Mr. Unit’s stuntin’ like he owns the galaxy.
PUBLISHER: Toho (originally Taito)
DEVELOPER: Kaneko (port by Funari)
RELEASE DATE: 12/26/90 – (JP)
ALSO AVAILABLE: Arcade, PC Engine
Like the majority of shoot-em-ups released during the Great Shmup Deluge of the 80s and Early 90s, Heavy Unit is forgotten today. The side-scrolling shmup was released in 1988 in arcades worldwide, but the home conversions were only ever released in Japan, for the PC Engine and Mega Drive respectively.
Perhaps the lack of a Western release hurt the game’s chances of being a better known title, but the truth is, many shumps that were brought over to the West during this time still remain fairly unknown to all but old-school shump fans and people like me who choose to rummage through old game libraries. On top of that, while Heavy Unit is a serviceable shooter that fulfills any overwhelming urges you may have to destroy things, the experience won’t provide you with any lasting memories.
This is what we spacemen call “a dilly of a pickle.”
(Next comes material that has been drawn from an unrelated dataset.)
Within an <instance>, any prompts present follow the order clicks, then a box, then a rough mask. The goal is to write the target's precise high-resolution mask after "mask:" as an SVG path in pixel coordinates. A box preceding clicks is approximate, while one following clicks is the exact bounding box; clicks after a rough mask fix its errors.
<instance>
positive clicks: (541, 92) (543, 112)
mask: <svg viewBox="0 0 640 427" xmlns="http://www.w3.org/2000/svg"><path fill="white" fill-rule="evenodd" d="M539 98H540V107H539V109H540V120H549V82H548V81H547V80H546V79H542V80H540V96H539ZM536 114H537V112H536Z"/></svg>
Heavy Unit‘s hook is featured prominently on the game’s cover. While you begin the game as a ship, once you collect the rare ‘T’ icon, your ship transforms into an awesome mech, complete with its own unique weapons. Controlling a mech is never not cool, and this mech’s design, movements, and power are all top-notch. Unfortunately, ‘T’ icons are only provided a handful of times throughout the game’s six stages, and the robot party’s over once you’re killed. When you respawn, you’re back to your slow-moving ship and a dream of what once was.
Enjoy shooting aliens in your mech while you can, folks.
Outside of the mech’s presence, it’s easy to see why Taito and Kaneko didn’t have much faith in Heavy Unit – to the point where they let Toho publish and Funari port the game to the Mega Drive. There are no jaw-dropping set pieces, no boss battles that will leave you sweating profusely on the controller. The level design is a cliched blend of alien machinery and miscellaneous debris, and shmup veterans won’t even flinch at the game’s moderate difficulty. What makes all the aforementioned even more disappointing is that the game’s foundations – controls, music, mechanics – are sound. Had Kaneko invested more effort in the details, Heavy Unit may have left more of a imprint.
Looks like tooth decay reached this mouth before the ship did.
So what makes Mega Drive Special so special? The graphics and music are much improved from both the arcade and PC Engine port, Stage 2 now has an underwater theme for some reason, and enemy placements/movements are different than they were in the arcade/PC Engine versions. The options menu is first-rate as well, and allows you to choose difficulty level, number of lives, rapid-fire (turn it on), and even inertia for your mech. I’m not sure whether these options were available on the arcade/PC Engine, but they’re a nice addition to the Mega Drive port.
Big Poppa Mech’s got this on lock.
If you’re a shoot-em-up fan who’s explored much of what the genre has to offer, you’ve played C-tier shooters like Heavy Unit before. Indeed, in 1990, C-tier shooters were just fine. They play well enough. They have decent graphics and a catchy soundtrack. As long as you have fun while you’re playing them, who cares if they vanish from your mind once you turn them off? Today, however, there’s just too many awesome shooters to play, and especially on the Genesis/Mega Drive. Unless you want to get your mech on, Heavy Unit‘s best left to the dusty shelves of gaming history.